A entrevista é o seu primeiro ato oficial como presidente da Corte, cargo que ocupará pelos próximos dois anos. O imbróglio mais recente entre o STF e o Congresso está sendo travado em razão do marco temporal das terras indígenas, que a Corte declarou inconstitucional em julgamento concluído na última quarta-feira, mas que foi aprovado em projeto pelo Senado no mesmo dia.
— Eu pretendo dialogar com o Congresso de uma forma institucional, como deve ser. Eu não vejo crise, o que eu vejo é a necessidade de diálogo, boa-fé — disse.
O novo presidente do STF também defendeu o PL das Fake News, em tramitação no Congresso:
— Uma regulação mínima deveria se transformar num senso comum. Nós todos estamos de acordo que não pode ter pedofilia na rede, não pode ter venda de drogas e ataques às instituições. É preciso regular para impedir conteúdos inaceitáveis, para enfrentarmos comportamentos desordenados, inautênticos e regular para compartilhar as receitas.
questionado a respeito da diminuição do número de mulheres no STF com a saída da ministra Rosa Weber e da possível substituição dela por um homem, Barroso afirmou, na entrevista, que a escolha de um ministro para a Corte é competência do presidente da República, e defendeu os principais nomes cotados para serem escolhidos pelo presidente Luiz Inácio Lula da Silva (PT).
— Os três nomes, Flávio Dino, Jorge Messias e Bruno Dantas, são excelentes dos pontos de vista de qualificação técnica e idoneidade. Eu defendo a feminilização dos tribunais de maneira geral, mas essa é uma prerrogativa do presidente — disse.
Segundo Barroso, a reação do Congresso a determinados julgamentos pelo Supremo não interferirá na escolha dos temas que serão pautados.
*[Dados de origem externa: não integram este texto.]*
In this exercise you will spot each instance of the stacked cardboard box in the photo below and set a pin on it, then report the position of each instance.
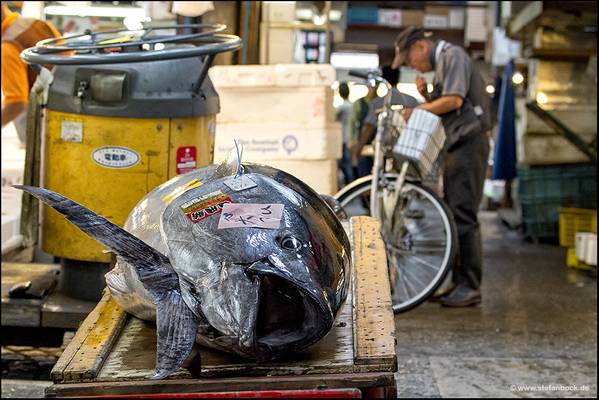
(283, 116)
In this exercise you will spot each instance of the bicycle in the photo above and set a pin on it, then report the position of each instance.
(416, 225)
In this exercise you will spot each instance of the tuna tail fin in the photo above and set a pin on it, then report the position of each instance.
(334, 205)
(231, 166)
(176, 323)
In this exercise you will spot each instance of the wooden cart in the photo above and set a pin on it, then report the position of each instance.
(114, 353)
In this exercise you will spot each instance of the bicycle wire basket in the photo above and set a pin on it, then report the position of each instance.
(420, 142)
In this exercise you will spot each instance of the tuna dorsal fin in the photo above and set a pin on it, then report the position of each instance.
(176, 324)
(231, 166)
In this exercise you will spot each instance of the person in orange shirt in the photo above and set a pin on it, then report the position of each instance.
(19, 33)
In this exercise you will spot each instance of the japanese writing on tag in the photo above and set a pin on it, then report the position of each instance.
(239, 215)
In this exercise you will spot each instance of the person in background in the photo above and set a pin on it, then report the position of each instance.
(343, 114)
(366, 134)
(19, 33)
(359, 113)
(459, 98)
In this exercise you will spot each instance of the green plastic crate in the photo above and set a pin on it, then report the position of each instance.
(543, 190)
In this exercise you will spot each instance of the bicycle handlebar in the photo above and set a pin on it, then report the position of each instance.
(358, 74)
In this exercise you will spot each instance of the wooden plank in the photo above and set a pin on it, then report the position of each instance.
(134, 355)
(325, 381)
(374, 326)
(84, 356)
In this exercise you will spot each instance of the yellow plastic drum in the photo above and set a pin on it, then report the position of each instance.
(113, 135)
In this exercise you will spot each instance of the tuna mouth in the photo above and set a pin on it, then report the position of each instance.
(289, 318)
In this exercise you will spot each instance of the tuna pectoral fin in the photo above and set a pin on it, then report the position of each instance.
(153, 268)
(334, 205)
(177, 327)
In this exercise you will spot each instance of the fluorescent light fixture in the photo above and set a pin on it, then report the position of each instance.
(335, 15)
(517, 78)
(355, 60)
(381, 90)
(100, 11)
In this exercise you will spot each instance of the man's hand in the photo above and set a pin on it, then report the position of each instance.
(421, 86)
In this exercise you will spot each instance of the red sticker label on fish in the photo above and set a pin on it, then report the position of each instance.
(186, 159)
(205, 206)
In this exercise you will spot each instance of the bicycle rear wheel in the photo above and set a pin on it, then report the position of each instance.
(420, 247)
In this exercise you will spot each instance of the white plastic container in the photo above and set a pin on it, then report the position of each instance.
(591, 250)
(582, 242)
(421, 141)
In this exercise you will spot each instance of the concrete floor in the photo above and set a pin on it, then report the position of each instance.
(537, 325)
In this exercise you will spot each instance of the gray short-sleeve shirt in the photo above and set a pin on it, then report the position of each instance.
(396, 98)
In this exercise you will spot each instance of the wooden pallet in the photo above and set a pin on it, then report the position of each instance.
(114, 353)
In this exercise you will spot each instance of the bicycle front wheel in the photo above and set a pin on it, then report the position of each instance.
(421, 245)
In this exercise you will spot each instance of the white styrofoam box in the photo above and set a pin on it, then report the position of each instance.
(320, 175)
(582, 244)
(435, 21)
(11, 237)
(456, 17)
(277, 44)
(421, 140)
(275, 142)
(278, 11)
(494, 189)
(591, 255)
(11, 216)
(12, 173)
(547, 149)
(390, 17)
(281, 75)
(308, 107)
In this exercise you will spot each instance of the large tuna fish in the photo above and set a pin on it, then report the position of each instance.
(242, 258)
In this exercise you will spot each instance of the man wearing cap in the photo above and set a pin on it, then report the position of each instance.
(459, 98)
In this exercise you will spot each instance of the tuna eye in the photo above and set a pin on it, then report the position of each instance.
(290, 243)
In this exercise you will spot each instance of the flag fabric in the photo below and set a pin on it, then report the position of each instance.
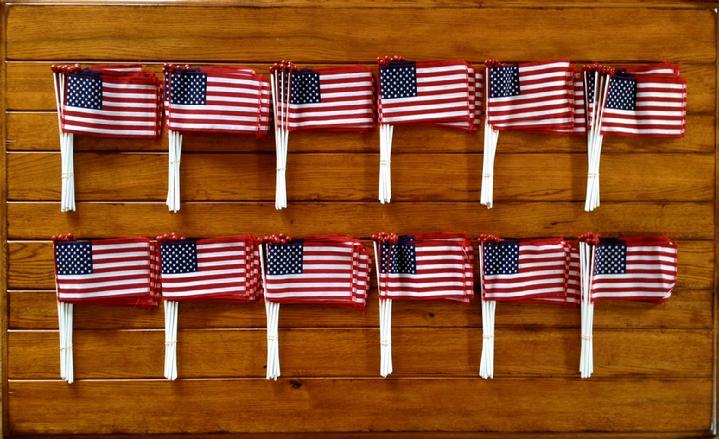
(644, 103)
(429, 92)
(225, 269)
(112, 101)
(223, 99)
(107, 271)
(329, 269)
(635, 268)
(337, 98)
(429, 266)
(536, 96)
(527, 269)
O ministro ressaltou, por exemplo, que no caso que a Corte está analisando a respeito porte de drogas para consumo pessoal, o Supremo não está interferindo nas atribuições do Legislativo.
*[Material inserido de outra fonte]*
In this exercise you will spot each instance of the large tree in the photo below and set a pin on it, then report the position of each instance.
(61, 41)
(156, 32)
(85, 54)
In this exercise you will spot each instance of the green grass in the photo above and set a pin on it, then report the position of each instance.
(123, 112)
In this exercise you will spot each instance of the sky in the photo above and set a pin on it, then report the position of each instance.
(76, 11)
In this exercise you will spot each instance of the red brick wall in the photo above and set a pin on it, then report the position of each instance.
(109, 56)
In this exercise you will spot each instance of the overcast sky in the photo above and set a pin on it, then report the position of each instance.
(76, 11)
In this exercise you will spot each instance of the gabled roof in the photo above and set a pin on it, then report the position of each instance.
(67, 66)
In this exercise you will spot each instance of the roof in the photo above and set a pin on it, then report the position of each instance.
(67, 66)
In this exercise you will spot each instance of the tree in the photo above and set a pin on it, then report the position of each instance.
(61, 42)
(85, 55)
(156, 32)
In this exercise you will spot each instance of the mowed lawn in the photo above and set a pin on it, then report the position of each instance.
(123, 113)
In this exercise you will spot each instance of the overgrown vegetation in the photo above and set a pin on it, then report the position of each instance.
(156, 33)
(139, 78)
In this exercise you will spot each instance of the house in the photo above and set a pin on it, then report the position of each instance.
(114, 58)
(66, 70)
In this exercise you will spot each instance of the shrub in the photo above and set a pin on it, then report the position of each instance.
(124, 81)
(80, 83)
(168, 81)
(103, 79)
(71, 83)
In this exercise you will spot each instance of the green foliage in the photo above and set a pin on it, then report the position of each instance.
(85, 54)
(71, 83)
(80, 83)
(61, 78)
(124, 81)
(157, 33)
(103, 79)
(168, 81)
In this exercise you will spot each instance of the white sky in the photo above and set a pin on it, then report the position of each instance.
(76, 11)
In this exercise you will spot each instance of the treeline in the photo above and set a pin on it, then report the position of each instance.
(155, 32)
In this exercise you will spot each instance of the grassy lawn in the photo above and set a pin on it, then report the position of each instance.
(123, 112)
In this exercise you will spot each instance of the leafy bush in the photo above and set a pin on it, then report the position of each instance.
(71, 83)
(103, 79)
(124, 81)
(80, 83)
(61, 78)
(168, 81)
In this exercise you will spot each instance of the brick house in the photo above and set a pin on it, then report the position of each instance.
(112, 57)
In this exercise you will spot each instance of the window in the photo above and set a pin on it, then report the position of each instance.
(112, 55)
— Não estamos descriminalizando, mudando a política estabelecida pelo Congresso, estamos dando uma diretriz para a polícia. O STF é deferente para com a competência do Congresso quanto a se legalizar ou criminalizar (as drogas) — explicou.
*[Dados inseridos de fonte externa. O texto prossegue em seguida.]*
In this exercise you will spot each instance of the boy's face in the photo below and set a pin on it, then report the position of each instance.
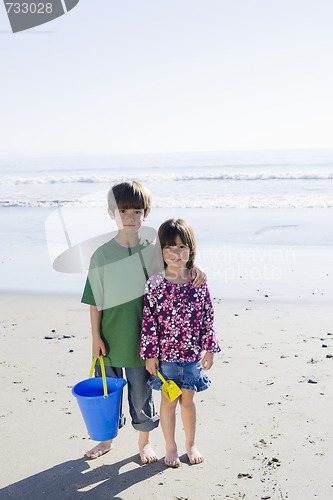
(130, 219)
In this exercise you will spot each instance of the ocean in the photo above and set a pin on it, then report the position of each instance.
(263, 220)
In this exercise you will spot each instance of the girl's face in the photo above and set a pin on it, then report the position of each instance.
(176, 255)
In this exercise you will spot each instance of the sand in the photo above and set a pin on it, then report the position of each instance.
(264, 426)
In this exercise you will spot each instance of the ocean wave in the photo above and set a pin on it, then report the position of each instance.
(104, 179)
(195, 202)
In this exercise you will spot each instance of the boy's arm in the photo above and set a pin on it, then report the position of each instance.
(199, 276)
(95, 320)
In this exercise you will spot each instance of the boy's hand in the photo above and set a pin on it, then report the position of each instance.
(98, 347)
(199, 276)
(152, 365)
(207, 361)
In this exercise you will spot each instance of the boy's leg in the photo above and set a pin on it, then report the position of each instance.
(142, 410)
(168, 424)
(188, 412)
(105, 446)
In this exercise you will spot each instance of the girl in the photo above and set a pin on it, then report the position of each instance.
(177, 327)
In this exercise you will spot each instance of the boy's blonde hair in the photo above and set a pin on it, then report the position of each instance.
(129, 194)
(168, 233)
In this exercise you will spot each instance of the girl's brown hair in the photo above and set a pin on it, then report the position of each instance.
(172, 228)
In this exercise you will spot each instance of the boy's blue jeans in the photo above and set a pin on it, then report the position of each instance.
(140, 397)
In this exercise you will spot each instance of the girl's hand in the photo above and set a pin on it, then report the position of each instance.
(152, 365)
(98, 347)
(199, 276)
(207, 361)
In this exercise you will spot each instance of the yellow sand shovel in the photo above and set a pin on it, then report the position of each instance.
(169, 388)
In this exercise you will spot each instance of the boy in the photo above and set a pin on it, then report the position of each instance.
(114, 290)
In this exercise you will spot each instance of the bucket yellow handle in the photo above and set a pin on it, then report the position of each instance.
(161, 377)
(103, 374)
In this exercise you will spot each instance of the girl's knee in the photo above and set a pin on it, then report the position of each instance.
(187, 398)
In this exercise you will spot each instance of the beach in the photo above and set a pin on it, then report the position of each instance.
(264, 426)
(264, 238)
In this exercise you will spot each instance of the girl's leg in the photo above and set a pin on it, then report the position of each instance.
(188, 412)
(168, 424)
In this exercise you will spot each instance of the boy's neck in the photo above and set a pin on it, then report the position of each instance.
(127, 240)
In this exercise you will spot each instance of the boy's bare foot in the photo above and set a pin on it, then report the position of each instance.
(100, 449)
(171, 457)
(194, 455)
(147, 453)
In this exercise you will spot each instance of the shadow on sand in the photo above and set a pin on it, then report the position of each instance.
(67, 480)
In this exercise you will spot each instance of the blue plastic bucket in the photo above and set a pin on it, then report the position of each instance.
(100, 414)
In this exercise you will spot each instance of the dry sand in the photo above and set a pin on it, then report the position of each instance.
(265, 430)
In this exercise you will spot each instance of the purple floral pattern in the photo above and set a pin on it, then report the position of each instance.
(178, 321)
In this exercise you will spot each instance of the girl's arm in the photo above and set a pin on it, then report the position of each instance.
(209, 339)
(152, 365)
(149, 336)
(207, 361)
(95, 320)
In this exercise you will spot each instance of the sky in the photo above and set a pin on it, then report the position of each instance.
(153, 76)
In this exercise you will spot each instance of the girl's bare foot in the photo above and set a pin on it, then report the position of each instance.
(194, 455)
(171, 457)
(100, 449)
(147, 453)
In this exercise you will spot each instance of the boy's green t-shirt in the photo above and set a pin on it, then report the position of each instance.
(115, 284)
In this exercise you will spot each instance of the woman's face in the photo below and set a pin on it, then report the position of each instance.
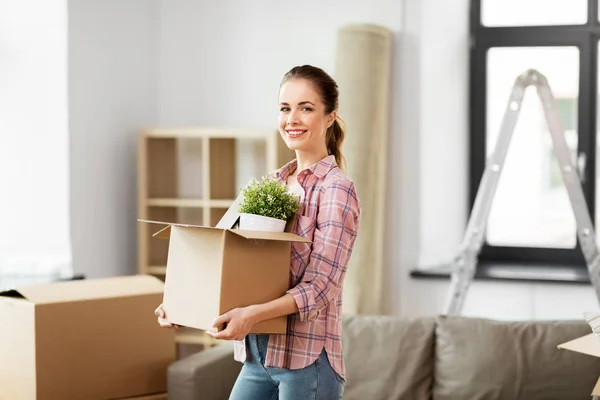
(302, 119)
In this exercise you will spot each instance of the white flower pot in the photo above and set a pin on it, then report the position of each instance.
(253, 222)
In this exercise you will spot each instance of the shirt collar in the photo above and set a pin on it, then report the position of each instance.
(320, 169)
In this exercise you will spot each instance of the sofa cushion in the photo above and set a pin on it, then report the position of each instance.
(388, 358)
(492, 360)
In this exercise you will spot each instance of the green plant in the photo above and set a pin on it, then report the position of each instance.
(269, 198)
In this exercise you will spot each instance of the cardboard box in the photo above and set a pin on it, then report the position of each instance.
(588, 344)
(86, 339)
(213, 270)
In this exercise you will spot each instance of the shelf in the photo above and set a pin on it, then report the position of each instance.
(207, 132)
(173, 202)
(189, 203)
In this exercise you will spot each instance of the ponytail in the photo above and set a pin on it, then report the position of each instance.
(335, 137)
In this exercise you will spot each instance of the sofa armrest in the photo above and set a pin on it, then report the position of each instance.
(206, 375)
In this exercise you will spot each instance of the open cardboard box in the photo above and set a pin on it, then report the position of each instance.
(213, 270)
(588, 344)
(86, 339)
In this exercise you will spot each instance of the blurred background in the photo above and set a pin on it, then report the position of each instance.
(102, 100)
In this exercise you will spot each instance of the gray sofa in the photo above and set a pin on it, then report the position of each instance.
(442, 358)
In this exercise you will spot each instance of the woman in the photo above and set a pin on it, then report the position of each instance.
(306, 363)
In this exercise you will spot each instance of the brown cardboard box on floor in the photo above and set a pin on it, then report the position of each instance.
(86, 339)
(213, 270)
(588, 344)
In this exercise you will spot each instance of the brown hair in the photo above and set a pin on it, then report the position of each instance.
(328, 89)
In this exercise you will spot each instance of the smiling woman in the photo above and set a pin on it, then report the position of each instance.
(307, 361)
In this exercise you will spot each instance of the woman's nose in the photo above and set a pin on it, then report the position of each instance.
(292, 118)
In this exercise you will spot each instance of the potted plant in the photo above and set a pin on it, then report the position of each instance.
(266, 205)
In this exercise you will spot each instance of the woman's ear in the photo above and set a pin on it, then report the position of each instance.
(331, 118)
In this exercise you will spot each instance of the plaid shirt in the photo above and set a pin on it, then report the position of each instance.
(329, 216)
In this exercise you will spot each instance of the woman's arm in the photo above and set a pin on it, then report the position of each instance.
(241, 320)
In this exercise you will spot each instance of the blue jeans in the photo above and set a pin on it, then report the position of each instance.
(318, 381)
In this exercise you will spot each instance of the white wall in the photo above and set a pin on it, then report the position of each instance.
(33, 140)
(434, 126)
(113, 74)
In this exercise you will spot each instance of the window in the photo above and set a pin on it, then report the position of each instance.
(531, 220)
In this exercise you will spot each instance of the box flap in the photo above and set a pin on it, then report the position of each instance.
(589, 344)
(280, 236)
(232, 215)
(88, 289)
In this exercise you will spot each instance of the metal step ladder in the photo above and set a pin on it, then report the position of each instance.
(464, 264)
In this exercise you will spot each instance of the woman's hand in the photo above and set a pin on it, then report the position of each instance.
(162, 318)
(239, 322)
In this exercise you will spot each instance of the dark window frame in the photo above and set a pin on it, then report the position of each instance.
(585, 38)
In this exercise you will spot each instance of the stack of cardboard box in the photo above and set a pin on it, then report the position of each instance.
(86, 339)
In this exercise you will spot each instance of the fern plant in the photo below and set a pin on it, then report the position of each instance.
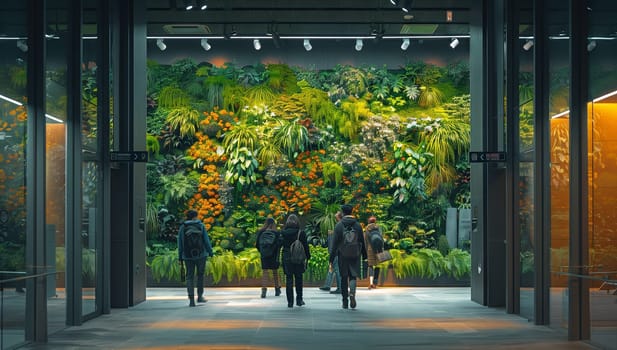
(185, 120)
(173, 97)
(332, 173)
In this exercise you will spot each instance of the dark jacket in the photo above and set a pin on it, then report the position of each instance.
(348, 267)
(207, 244)
(271, 262)
(289, 236)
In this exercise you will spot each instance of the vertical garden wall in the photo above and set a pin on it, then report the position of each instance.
(239, 144)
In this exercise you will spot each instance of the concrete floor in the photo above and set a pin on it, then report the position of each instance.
(237, 318)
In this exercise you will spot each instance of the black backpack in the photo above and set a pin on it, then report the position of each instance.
(376, 240)
(297, 255)
(350, 247)
(268, 244)
(193, 240)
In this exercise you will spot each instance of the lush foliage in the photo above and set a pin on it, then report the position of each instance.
(238, 145)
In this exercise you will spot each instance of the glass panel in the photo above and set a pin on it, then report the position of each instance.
(526, 165)
(55, 177)
(13, 138)
(559, 94)
(90, 166)
(602, 114)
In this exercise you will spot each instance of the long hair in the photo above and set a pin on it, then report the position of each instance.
(269, 224)
(292, 221)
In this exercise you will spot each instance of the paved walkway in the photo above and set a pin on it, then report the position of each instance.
(237, 318)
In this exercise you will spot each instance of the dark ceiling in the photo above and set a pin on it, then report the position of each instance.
(309, 18)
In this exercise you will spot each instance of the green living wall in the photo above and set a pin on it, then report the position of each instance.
(241, 144)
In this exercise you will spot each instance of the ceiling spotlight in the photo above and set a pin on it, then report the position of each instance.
(405, 44)
(189, 4)
(205, 44)
(454, 43)
(407, 6)
(161, 44)
(22, 45)
(359, 44)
De acordo com o presidente do STF, o que o está em discussão é uma definição sobre qual quantidade de droga vai ser considerada porte, e qual quantidade vai ser considerada tráfico.
— E isso é da competência do Supremo, pois quem prende é o juiz — disse.
Ao falar sobre mudanças que estuda adotar na Corte durante sua gestão, Barroso disse que há o debate da volta das ações penais para as turmas. Em 2020, uma mudança regimental levou as ações penais para o plenário, mas uma ala de ministros da Corte vem entendendo que a alteração acarretou um congestionamento dos julgamentos pelo plenário.
— As ações penais tomam muito tempo do plenário, e o plenário deve ser reservado para as ações de impacto coletivo, mais do que para os casos individuais, que geralmente ficam nas turmas. Há essa ideia de voltar as ações penais para as turmas para agilizar os processos — afirmou Barroso, para quem também é possível que haja uma mudança para estipular um prazo para o julgamento dos embargos de declaração.
A solenidade que marcou a chegada do jurista indicado pela ex-presidente Dilma Rousseff (PT) ao posto máximo da Corte reuniu as principais autoridades do país, como o presidente Luiz Inácio Lula da Silva (PT) e os presidentes da Câmara, Arthur Lira (PP-AL), e do Senado, Rodrigo Pacheco (PSD-MG). Em seu discurso, Barroso defendeu a democracia e fez menção ao papel dos militares durante as eleições do ano passado.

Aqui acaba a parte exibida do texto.